Artist Member
A Walk in the Arboretum
4 original woodcuts with text about trees & relationships
6 h x 7″ w closed – 30” open – edition of 10
Baghdad 1258 A.D.
Monotype and text, digitally printed
10” square, 10 x 26” open
People Tell Me Lila is Beautiful
Collage
5 x 6”, closed – 30” open
Ruth Ginsberg-Place
BIO
Although growing up in Brooklyn, New York and very much shaped by my neighborhood and then Greenwich Village, where I lived as a young adult, I have made Boston and Brookline my home. In the times between living in New York and New England, I received my MFA at Syracuse University. On graduating, I was hired on the Art Faculty at Southern Illinois University to develop and expand the Fiber Arts area. In those years I my medium was contemporary tapestry and fiber sculptures for both private and public spaces.

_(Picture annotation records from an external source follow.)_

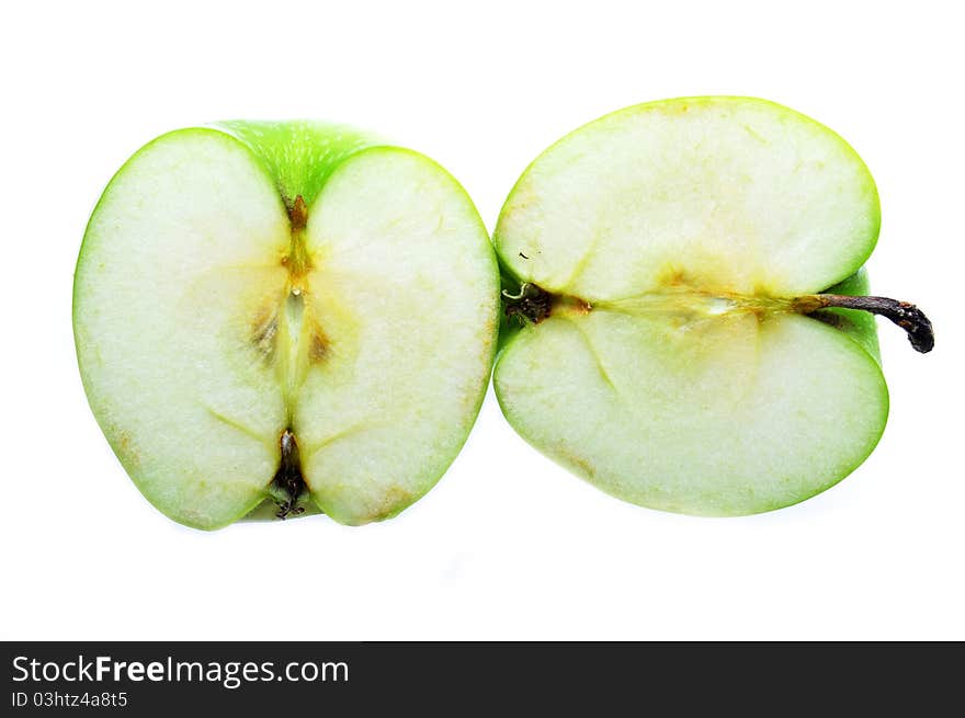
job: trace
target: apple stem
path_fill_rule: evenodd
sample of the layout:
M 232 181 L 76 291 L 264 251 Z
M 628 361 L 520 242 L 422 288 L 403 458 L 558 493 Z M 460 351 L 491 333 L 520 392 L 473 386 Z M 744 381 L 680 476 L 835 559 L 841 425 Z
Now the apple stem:
M 292 231 L 305 229 L 308 225 L 308 207 L 305 205 L 305 198 L 299 194 L 292 203 L 288 209 L 288 219 L 292 223 Z
M 934 331 L 924 312 L 908 301 L 887 297 L 852 297 L 844 294 L 815 294 L 798 297 L 792 303 L 796 311 L 811 314 L 819 309 L 858 309 L 881 315 L 892 320 L 908 333 L 908 341 L 922 354 L 934 347 Z
M 302 476 L 302 461 L 298 457 L 298 444 L 291 429 L 282 432 L 281 438 L 282 460 L 275 472 L 272 483 L 282 494 L 284 501 L 277 501 L 279 511 L 275 516 L 284 520 L 287 516 L 297 516 L 305 506 L 297 505 L 298 499 L 305 492 L 305 479 Z

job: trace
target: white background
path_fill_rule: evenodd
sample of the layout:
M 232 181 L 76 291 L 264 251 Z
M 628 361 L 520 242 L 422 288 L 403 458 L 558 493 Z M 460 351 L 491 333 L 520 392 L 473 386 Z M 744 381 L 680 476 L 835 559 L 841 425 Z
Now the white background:
M 961 23 L 955 3 L 4 3 L 0 638 L 965 638 Z M 489 228 L 523 168 L 618 107 L 751 94 L 874 173 L 888 429 L 849 479 L 748 518 L 612 499 L 488 398 L 390 522 L 206 534 L 138 493 L 94 423 L 70 292 L 84 223 L 141 144 L 220 118 L 360 124 L 452 171 Z M 145 321 L 150 321 L 148 317 Z

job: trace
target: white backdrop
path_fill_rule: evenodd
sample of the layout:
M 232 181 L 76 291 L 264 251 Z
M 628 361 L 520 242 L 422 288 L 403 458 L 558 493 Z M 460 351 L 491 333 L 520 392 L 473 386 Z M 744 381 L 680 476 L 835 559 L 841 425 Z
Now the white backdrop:
M 954 8 L 5 3 L 0 638 L 965 638 Z M 892 417 L 838 487 L 748 518 L 639 509 L 525 445 L 490 394 L 449 474 L 394 521 L 205 534 L 154 510 L 107 447 L 73 355 L 73 264 L 103 185 L 156 135 L 360 124 L 445 166 L 491 230 L 566 132 L 718 93 L 787 104 L 858 149 L 883 206 L 874 289 L 936 326 L 921 356 L 879 321 Z

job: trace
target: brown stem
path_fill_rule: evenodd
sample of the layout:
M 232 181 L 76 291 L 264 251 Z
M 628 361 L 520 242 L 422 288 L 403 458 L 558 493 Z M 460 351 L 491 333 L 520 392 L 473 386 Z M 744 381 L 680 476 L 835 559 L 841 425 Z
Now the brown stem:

Moving to Boston, I taught part-time at Wheelock College and Wentworth Institute, while working in my studio at the Boston Center for the Arts. For the past several years I‘ve concentrated on both photography and on woodcut and monotype printmaking. My subject matter has been overwhelmingly based on trees and nature forms, as it was when I was a fiber artist. I’ve exhibited my fiber art, prints, photographs and books in group and solo exhibitions and have enjoyed residencies at The Virginia Center for the Creative Arts and Acadia National Park. My work is included in a number of collections – among them The Art Institute of Chicago, The Boston Pubic Library, Congregation Beth El, Sudbury, The Federal Reserve Bank, Memphis and Johns Hopkins Center for Bioengineering.
ARTIST’S STATEMENT
Making books has been an intermittent but satisfying aspect of my varied life as an artist. In my printmaking and photography I enjoy working in pairs and suites of related images, each piece referring to its adjoining work. Book forms as a medium for sequencing ideas and images offer this approach in an even richer way. They allow my viewers to move back and forth in space and time at their own pace and offer the pleasure of holding the art object as they view it, unlike looking at art on a wall.
My preferred formats are simple accordions, concertinas and folios, though at times I‘ve chosen three-dimensional constructions. My images are made using woodcut prints and monotypes, collage and photography, often accompanied by my original text. One series, however, consists purely of collage, another of insect forms created with torn paper. Some of my subject matter muses about nature, some is about family and other refers to political and social issues, current and past.